Robert L. McDevitt's estate stipulated that a portion of the money endow faculty positions in disciplines such as theology and others that reflect McDevitt's "deep Catholic faith" and interests in science and technology, Georgetown said in a news release. McDevitt, who owned and operated a funeral home business in Binghamton, N.Y., graduated from Georgetown in 1940 and died in September at age 90.

School officials said the gift, like many university donations that come with conditions, also must support faculty compensation, research and other infrastructure needs meant to raise the school's profile and produce work of "national and international distinction," according to a university statement.

Georgetown officials said they were ecstatic about the donation, given the state of the economy and rapidly declining endowments at many universities. The biggest previous gift to the university was a $30 million donation from Robert E. McDonough to the business school, which bears his name.

Georgetown, whose endowment reached $1 billion for the first time a year ago, announced last month that the fund had dropped almost 10 percent as of Sept. 30 to $964 million.

"This comes at a very opportune time," said Chester Gillis, interim dean of the College of Arts and Sciences. "We're trying to invest in our faculty, to enhance the excellence of the faculty and hire new faculty at the senior level who are already accomplished scholars. This will be a great morale boost here. We're still hiring, but some schools are putting on a freeze."

The gift is smaller than donations of several hundred million dollars made to other elite universities, many around the height of the dot-com boom. Georgetown, considered an elite private school, does not have the financial might of institutions such as Harvard and Stanford, which have multibillion-dollar endowments, and major public universities that have larger alumni bases.

"You don't have the same number of graduates out there as you do from other institutions," said John Walda, president and chief executive of the National Association of College and University Business Officers. "And in some other institutions, students come from families with multi-generational histories of philanthropy."
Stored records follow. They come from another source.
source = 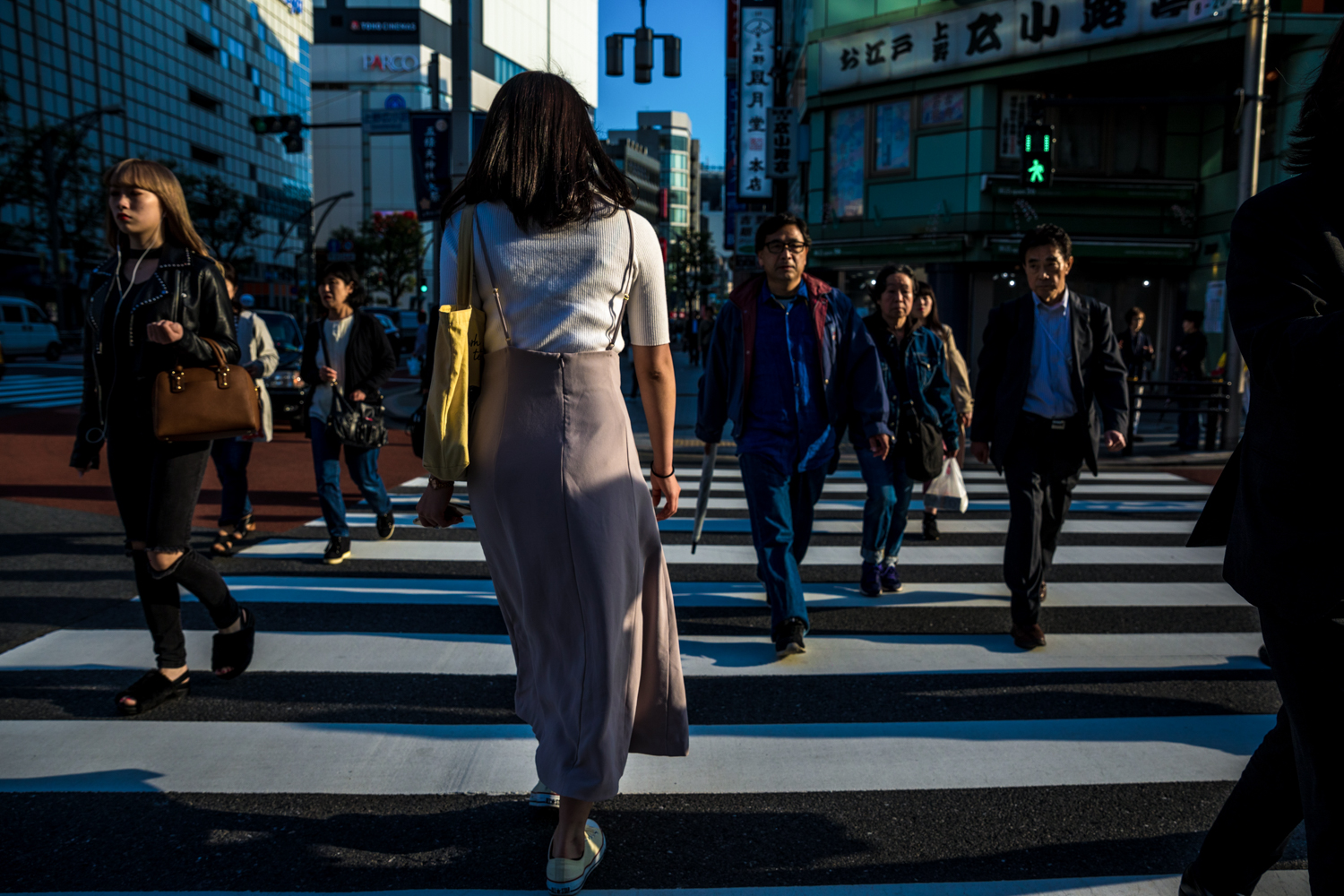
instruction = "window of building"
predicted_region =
[827,106,866,218]
[187,89,223,114]
[873,99,911,175]
[1047,105,1166,177]
[191,143,225,168]
[187,30,220,59]
[919,90,967,127]
[495,52,527,83]
[999,90,1040,159]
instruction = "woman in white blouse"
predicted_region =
[418,71,688,896]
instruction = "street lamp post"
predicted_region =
[1223,0,1269,452]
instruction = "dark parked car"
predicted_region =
[255,312,308,433]
[365,305,419,355]
[365,307,403,366]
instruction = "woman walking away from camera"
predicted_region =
[298,262,397,564]
[914,280,976,541]
[70,159,257,715]
[849,264,959,598]
[210,262,280,557]
[418,71,688,895]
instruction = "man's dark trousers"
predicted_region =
[1191,603,1344,896]
[1004,412,1086,626]
[738,454,827,638]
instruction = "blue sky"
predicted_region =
[597,0,728,165]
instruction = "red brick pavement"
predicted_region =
[0,407,425,532]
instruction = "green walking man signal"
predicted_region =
[1021,124,1056,186]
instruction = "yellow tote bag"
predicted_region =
[424,205,486,482]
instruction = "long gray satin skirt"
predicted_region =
[467,348,690,801]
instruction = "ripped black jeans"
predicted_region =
[108,409,238,669]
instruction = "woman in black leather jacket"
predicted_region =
[70,159,255,715]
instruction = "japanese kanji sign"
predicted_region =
[822,0,1222,92]
[766,106,798,180]
[738,5,777,199]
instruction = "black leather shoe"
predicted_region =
[774,616,808,659]
[323,535,349,565]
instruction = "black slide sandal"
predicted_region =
[210,607,257,681]
[117,669,191,716]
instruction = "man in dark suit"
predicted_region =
[1180,27,1344,896]
[970,224,1129,650]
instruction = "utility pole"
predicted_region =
[1223,0,1269,450]
[452,0,476,186]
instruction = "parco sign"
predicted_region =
[365,52,419,71]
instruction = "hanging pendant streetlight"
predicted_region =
[607,0,682,84]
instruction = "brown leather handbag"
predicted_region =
[153,337,261,442]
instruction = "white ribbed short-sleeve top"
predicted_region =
[440,202,669,352]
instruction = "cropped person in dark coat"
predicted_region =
[1172,309,1209,452]
[1182,27,1344,896]
[970,224,1129,650]
[300,263,397,564]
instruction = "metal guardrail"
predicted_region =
[1121,377,1233,455]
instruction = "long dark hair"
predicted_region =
[444,71,634,229]
[911,280,943,336]
[1284,22,1344,175]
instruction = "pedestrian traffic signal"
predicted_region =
[250,116,308,153]
[1021,125,1055,186]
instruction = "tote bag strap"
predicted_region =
[607,208,634,352]
[476,211,513,348]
In the Washington region, many universities have received larger gifts: $160 million to the University of Richmond in 1995; $154 million to Johns Hopkins University in Baltimore in 2001; and $100 million to the University of Virginia last year.

George Washington University announced yesterday that it had received a $1.05 million gift from Kuwait and its emir, Sheikh Sabah Al-Ahmad Al-Jaber Al-Sabah, to support Middle East studies at its international affairs school.

The timing of the Georgetown gift is fortuitous. The recession has made donors and other philanthropists wary about giving. Many universities are expecting families to rely more on financial aid, which could sap funding for other needs.

"Fundraising and gift-gifting have slowed down in the last couple months, no question about it, to all charitable organizations," said Timothy Seiler, a director at the Center on Philanthropy at Indiana University. "It's certainly fortunate for anyone to receive a gift of this size, particularly now."

Terry Reynolds, chairman of Georgetown's theology department, said he had been hearing "through sources" in the past week or two that a "gift was in the works and that it was sizable." When he learned yesterday that a portion of the McDevitt gift must be spent on disciplines related to theology, he said he was moved.

"I was very pleased, naturally," said Reynolds, who added that he wants to learn more about the gift to determine whether it can be applied to his department. In general, he said, "we'd like more funding for research leaves and more faculty. But it isn't as if we have gaping holes in the department and this money will make us whole."

The $75 million gift, most of which is in IBM stock, might never have existed had it not been for McDevitt's mother, Mary McDevitt, according to Georgetown. Mary McDevitt served as secretary to the president of the Computing-Tabulating-Recording Co., the predecessor to IBM. She worked there from 1895 to 1905 and borrowed $125 to buy company stock.

"Those original shares," the university statement said, "were still part of [Robert McDevitt's] portfolio of IBM stock."

Staff researcher Meg Smith contributed to this report.